Car companies worldwide have had a terrible track record creating cars that attract hip, young buyers. Despite all their best efforts to cater to the cool cats, the 18-24 demographic prefers to defy categorization.
But now it seems car companies have a new, more vexing problem. The 18-24 crowd doesn't want cars at all.

General Motors knows all too well about its aging demographics and has turned to a creative new marketing firm to have a shot at bringing down the age of their average buyer. The firm is called Scratch and is part of MTV (owned by Viacom). Ross Martin, 37, is executive VP of Scratch and says 20-somethings really don't even want a car.
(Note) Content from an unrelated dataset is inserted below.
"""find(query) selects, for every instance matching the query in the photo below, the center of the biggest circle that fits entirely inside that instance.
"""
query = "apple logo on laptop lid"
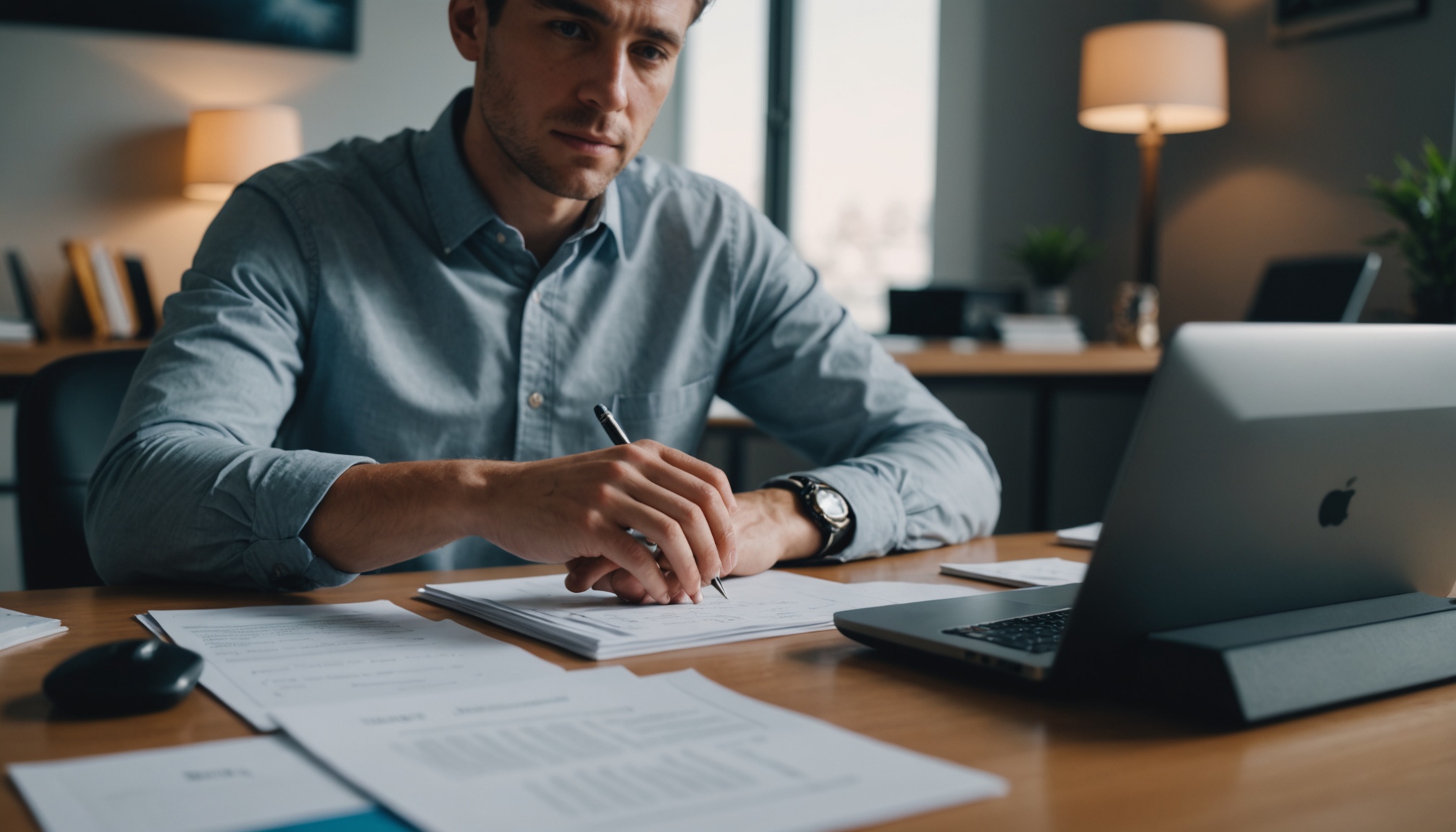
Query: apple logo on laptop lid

"They think of a car as a giant bummer," Martin tells the New York Times. "Think about your dashboard. It's filled with nothing but bad news."

Research showed 60% of 18-24 year-old drivers would choose Internet access over owning a car. To the Autoblog staff, that's like asking them to choose between air and water. And if your dashboard is all bad news, you're doing it wrong!

The New York Times story is full of tidbits about how GM and MTV are chasing the cool crowd, like how they're trying to "General Motors with the same insights that made MTV reality shows like 'Jersey Shore' and 'Teen Mom' breakout hits." Hmmm. Yeah, that oughta make recent college grads want to buy a Volt.

Whatdya think? MTV still got enough cool cred to help transform the old gray General?